Paleogeographic reconstruction of the western Indian Ocean Basin highlighting changes from the late Eocene (45 Ma) to the present. The grey line connotes the approximate position of the equator; black arrows, prevalent surface currents; red and blue arrows, alternative colonization routes. Our model favours the red pathway, but the blue is more consistent with currents. It remains unclear whether the Seychelles Plateau was used as a stepping stone. Arrows are added to multiple time intervals to highlight ambiguity in regard to timing. The dispersal shown for the present took place much earlier. For Mauritius and Rodrigues multiple colonization events occurred. In addition to the persistent presence of anticlockwise gyres in the Mozambique Channel and the Indian Ocean, we posit the presence of an enclosed clockwise gyre in the Arabian Sea prior to tectonic movement of India north of the equator. In the Eocene sporadic surface current changes allowed overseas dispersal from northeast Mozambique and Tanzania to northern Madagascar39. Abbreviations: C – Chagos Plateau, MA – Mauritius, MD – Maldives Ridge, N – Nazareth Bank, RE – Réunion, RO – Rodrigues, SE – Seychelles Plateau, SM – Saya de Malha Bank. All maps were redrawn from Scotese41 using Photoshop CC 19.1.0 and then assembled and labelled using Illustrator 22.0.1.

In contrast to previous studies8,9,10, which suggested for Cylindraspis a Malagasy origin and diversification on Mauritius, we infer an African origin and radiation of up to three Cylindraspis lineages on Nazareth that later successfully colonized Mauritius once it emerged from the ocean floor. The evolution of several tortoise species appears likely on a dynamic island system as Nazareth, allowing for allopatry. We further hypothesize that the—at least for giant tortoises—high diversity of Cylindraspis, with two deeply divergent species each on relatively small islands (Mauritius and in particular Rodrigues), resulted from subsequent colonization events from Nazareth and within the Mascarenes, also involving ecological diversification of browsers (saddle-backed species) and grazers (domed species).

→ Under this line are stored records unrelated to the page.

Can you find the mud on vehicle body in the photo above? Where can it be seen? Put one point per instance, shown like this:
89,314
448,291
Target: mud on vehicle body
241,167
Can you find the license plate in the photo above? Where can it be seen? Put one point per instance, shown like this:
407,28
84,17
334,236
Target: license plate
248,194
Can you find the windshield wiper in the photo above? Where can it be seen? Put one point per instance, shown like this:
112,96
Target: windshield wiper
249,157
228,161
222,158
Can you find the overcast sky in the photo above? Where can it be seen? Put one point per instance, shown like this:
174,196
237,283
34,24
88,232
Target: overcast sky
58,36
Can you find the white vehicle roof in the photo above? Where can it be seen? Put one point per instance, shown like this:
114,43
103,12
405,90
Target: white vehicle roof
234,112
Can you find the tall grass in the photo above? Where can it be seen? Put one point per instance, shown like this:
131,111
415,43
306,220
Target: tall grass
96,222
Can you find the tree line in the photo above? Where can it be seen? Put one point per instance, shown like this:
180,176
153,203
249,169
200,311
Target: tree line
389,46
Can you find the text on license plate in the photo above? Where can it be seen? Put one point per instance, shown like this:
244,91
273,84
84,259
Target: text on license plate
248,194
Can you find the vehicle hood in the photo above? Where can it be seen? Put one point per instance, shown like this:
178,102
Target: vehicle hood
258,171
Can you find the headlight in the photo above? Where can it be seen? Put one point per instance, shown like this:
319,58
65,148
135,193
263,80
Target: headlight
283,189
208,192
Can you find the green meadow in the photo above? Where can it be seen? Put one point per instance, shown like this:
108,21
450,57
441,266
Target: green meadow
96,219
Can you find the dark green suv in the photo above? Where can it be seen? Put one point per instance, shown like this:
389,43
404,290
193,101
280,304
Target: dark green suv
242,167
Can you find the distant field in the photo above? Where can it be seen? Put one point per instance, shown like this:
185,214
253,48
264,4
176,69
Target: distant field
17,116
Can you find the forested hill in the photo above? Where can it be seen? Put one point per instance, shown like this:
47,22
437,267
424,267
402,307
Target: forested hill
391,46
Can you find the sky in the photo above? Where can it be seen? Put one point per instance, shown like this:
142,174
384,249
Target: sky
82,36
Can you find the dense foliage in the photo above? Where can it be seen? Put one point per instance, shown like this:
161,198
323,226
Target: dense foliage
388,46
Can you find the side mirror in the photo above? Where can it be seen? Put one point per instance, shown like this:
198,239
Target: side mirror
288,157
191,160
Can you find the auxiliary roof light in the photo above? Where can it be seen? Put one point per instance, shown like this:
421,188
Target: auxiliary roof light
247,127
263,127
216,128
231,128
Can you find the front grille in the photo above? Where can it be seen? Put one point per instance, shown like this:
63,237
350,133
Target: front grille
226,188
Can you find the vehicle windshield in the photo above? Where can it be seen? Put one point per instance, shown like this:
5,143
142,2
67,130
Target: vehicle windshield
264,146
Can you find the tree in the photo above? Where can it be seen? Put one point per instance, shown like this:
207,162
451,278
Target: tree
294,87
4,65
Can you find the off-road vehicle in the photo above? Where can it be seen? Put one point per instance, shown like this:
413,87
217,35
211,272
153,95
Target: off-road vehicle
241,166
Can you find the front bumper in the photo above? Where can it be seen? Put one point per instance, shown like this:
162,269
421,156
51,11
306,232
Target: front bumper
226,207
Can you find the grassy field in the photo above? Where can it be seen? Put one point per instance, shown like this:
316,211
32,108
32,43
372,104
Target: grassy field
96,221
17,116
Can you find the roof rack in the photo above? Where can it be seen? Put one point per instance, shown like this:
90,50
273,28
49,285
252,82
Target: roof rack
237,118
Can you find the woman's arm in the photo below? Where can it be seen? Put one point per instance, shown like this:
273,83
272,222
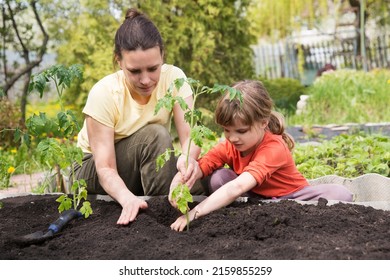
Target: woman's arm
183,130
101,140
220,198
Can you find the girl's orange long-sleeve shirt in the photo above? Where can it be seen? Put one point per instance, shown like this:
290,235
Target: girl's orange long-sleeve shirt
271,164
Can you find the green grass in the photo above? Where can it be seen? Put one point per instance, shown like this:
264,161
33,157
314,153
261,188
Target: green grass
347,96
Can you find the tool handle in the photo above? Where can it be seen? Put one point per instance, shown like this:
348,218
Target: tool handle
64,218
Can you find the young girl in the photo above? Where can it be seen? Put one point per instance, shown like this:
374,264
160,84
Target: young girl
121,136
258,152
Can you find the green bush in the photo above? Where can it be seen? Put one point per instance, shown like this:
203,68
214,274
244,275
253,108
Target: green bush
345,155
285,93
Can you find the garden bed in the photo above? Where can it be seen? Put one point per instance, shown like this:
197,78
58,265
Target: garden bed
243,230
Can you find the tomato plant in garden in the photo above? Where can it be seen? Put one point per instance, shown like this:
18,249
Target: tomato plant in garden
198,132
54,136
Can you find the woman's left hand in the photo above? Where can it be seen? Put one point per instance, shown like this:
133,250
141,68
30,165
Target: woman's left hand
181,222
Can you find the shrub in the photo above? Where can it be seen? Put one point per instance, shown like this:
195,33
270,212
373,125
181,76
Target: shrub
347,96
346,156
285,93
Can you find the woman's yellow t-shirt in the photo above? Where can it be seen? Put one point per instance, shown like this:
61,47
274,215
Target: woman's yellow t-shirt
110,103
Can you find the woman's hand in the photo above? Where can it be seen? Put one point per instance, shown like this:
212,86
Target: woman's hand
130,210
178,179
189,173
181,222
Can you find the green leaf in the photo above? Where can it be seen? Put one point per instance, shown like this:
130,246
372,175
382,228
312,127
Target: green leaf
65,203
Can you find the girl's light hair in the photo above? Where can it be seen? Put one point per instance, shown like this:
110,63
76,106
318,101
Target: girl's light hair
256,106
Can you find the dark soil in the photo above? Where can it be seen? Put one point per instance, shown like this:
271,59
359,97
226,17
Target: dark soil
243,230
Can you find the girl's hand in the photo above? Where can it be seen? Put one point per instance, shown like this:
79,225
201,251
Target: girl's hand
130,210
175,182
181,222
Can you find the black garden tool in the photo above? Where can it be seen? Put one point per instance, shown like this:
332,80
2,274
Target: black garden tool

Our data show that the evolutionary divergence of Cylindraspis by far exceeded that of other genetically studied extant and extinct giant tortoise lineages from the Aldabra and Madagascar (Aldabrachelys) or the Bahamas and Galápagos (Chelonoidis; Fig. 1). Also the dodo (Raphus cucullatus) and the Rodrigues solitaire (Pezophaps solitaria), two other iconic species of the lost Mascarene fauna, were less divergent. These two sister taxa evolved only in the Miocene and were phylogenetically embedded in the Indo-Pacific clade of doves and pigeons with many extant survivors40. Thus, the extinction of Cylindraspis not only represents loss of one of the five major radiations of extant testudinine tortoises but also that of a truly ancient vertebrate lineage.